Frequently Asked Questions
What is a glob pattern?
A glob pattern is a wildcard expression used to match filenames and paths, such
as *.txt for all text files. It's the matching syntax used by shells,
.gitignore, and many build tools.
What is the difference between glob and regex?
Globs are a small wildcard language for matching file paths, where * means
"any characters." Regular expressions are a far more powerful, general-purpose
text-matching language with anchors, quantifiers, and groups. They share some
symbols but behave differently.
What does ** (globstar) do?
** matches directories recursively, crossing folder boundaries. For example,
src/**/*.js matches every .js file at any depth under src, while src/*.js
matches only the top level.
What is the difference between * and **?
A single * matches within one directory level and stops at /. A double **
matches across multiple directory levels. Use ** for recursive matching.

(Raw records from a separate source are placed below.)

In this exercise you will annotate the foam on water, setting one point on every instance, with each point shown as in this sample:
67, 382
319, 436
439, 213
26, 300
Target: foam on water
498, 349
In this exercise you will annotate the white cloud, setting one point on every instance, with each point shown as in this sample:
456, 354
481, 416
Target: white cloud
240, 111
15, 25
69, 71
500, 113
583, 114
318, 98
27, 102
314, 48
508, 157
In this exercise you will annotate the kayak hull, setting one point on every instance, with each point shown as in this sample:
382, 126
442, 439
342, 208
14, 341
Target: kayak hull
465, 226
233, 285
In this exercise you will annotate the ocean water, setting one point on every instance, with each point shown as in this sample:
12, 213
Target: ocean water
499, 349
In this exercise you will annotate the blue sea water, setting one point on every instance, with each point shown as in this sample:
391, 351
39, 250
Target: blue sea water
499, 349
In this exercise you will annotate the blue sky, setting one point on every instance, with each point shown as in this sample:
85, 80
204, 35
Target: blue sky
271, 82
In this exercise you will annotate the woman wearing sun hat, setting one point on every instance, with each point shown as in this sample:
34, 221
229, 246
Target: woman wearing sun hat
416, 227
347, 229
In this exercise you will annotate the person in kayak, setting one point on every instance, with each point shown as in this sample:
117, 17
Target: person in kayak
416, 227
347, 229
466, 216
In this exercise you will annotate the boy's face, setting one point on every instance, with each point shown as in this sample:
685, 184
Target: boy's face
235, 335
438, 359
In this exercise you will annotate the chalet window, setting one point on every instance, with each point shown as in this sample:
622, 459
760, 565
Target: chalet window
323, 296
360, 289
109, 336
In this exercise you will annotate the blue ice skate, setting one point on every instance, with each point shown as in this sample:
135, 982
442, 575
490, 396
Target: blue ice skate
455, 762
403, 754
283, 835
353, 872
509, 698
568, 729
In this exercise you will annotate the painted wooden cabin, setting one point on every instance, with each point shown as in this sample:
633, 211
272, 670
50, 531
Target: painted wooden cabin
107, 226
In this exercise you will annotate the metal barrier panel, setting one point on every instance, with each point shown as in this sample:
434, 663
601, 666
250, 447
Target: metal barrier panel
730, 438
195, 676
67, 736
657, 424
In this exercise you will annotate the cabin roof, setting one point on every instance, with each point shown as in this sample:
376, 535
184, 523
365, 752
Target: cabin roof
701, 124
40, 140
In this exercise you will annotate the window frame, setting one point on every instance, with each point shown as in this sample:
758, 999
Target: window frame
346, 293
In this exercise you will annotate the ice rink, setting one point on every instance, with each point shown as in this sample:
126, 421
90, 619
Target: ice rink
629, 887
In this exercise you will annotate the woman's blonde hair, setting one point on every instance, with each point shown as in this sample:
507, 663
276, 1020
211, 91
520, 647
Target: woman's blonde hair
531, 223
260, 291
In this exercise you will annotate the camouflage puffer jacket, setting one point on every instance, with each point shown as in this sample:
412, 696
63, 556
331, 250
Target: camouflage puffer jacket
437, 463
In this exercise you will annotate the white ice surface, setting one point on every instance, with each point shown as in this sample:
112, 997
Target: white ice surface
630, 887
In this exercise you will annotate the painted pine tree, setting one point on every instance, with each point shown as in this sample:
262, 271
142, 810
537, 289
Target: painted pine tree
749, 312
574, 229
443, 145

How do I match multiple extensions with a glob?
Use brace expansion: *.{js,ts,jsx,tsx} matches all four extensions. Note that
brace expansion isn't supported everywhere, including standard .gitignore.
How do I exclude files in a .gitignore?
Prefix a rule with ! to negate it and re-include a previously ignored file —
for example, ignore *.log but keep one with !important.log. This won't work
if the file's parent directory is already excluded.